Introduction to TraceML
TraceML is an advanced engine designed to cater to the needs of machine learning (ML) and data projects. It offers robust features for tracking, visualization, explainability, drift detection, and creating insightful dashboards. Developed under the Polyaxon umbrella, TraceML is well-suited for a diverse range of ML and data-centric applications.
Installation
To get started with TraceML, one can easily install it using pip:
pip install traceml
For those interested in utilizing its tracking features, installing polyaxon
alongside TraceML is recommended:
pip install polyaxon traceml
Offline Usage
TraceML offers flexibility with its offline mode, allowing users to track their runs without the need for an API. This can be activated by setting an environment variable:
export POLYAXON_OFFLINE="true"
Or by specifying the offline flag directly within the Python script:
from traceml import tracking
tracking.init(..., is_offline=True, ...)
Simple Usage in a Python Script
TraceML simplifies the process of logging data and tracking ML experiments. Here’s an example of how one can incorporate TraceML in a Python script:
import random
import traceml as tracking
tracking.init(
is_offline=True,
project='quick-start',
name="my-new-run",
description="trying TraceML",
tags=["examples"],
artifacts_path="path/to/artifacts/repo"
)
# Example of logging data references and inputs
tracking.log_data_ref(content=X_train, name='x_train')

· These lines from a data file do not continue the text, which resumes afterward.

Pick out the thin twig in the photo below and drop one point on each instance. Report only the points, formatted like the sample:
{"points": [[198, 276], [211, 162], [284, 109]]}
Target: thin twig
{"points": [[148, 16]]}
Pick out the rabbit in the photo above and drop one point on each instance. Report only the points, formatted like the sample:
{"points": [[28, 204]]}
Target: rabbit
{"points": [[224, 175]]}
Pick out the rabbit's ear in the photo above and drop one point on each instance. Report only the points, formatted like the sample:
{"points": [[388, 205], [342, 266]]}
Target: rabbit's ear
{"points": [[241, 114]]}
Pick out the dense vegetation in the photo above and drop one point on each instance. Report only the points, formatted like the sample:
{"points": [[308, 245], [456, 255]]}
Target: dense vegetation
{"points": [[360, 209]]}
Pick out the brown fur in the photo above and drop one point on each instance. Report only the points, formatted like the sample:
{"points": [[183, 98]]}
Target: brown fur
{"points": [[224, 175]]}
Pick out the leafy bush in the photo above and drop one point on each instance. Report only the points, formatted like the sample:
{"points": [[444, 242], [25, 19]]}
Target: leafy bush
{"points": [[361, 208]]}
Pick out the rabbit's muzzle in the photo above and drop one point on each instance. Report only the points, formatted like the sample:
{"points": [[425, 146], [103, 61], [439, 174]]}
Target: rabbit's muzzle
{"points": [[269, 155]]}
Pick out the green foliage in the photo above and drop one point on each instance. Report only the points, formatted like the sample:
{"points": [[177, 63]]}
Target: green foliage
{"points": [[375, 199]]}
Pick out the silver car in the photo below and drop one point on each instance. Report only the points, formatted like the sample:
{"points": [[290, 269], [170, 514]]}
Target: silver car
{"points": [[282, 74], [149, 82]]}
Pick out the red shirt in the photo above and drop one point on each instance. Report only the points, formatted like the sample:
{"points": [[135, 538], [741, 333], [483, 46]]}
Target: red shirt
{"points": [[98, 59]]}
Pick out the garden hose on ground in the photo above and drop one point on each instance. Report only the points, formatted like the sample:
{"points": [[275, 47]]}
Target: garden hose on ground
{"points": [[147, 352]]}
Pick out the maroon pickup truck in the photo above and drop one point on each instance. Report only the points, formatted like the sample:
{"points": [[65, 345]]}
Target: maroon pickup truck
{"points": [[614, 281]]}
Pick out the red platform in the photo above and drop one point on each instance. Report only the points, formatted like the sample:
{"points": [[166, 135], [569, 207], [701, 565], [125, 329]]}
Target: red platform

tracking.log_inputs(batch_size=64, dropout=0.2, learning_rate=0.001, optimizer="Adam")
# Simulating tracking of metrics
def get_loss(step):
result = 10 / (step + 1)
noise = (random.random() - 0.5) * 0.5 * result
return result + noise
for step in range(100):
loss = get_loss(step)
tracking.log_metrics(loss=loss, accuracy=(100 - loss) / 100.0)
# Logging results
tracking.log_outputs(validation_score=0.66)
# Stopping the tracking process
tracking.stop()
Integration with Major ML Frameworks
TraceML integrates seamlessly with popular deep learning and machine learning frameworks, offering callbacks and specialized logging features. Here are a few examples:
Keras
TraceML can leverage Keras callbacks to automatically track metrics and model outputs:
from traceml import tracking
from traceml.integrations.keras import Callback
tracking.init(...)
model.fit(x_train, y_train, epochs=10, callbacks=[Callback()])
PyTorch
For PyTorch users, TraceML provides methods to log metrics, inputs, and outputs:
from traceml import tracking
tracking.init(...)
tracking.log_metrics(loss=loss)
TensorFlow
TensorFlow users can utilize TraceML to track metrics and models:
from traceml import tracking
tracking.init(...)
estimator.train(hooks=[Callback(log_image=True)])
Tracking Artifacts
TraceML enables logging of various artifacts and visualizations created with libraries such as matplotlib, Bokeh, Altair, and Plotly.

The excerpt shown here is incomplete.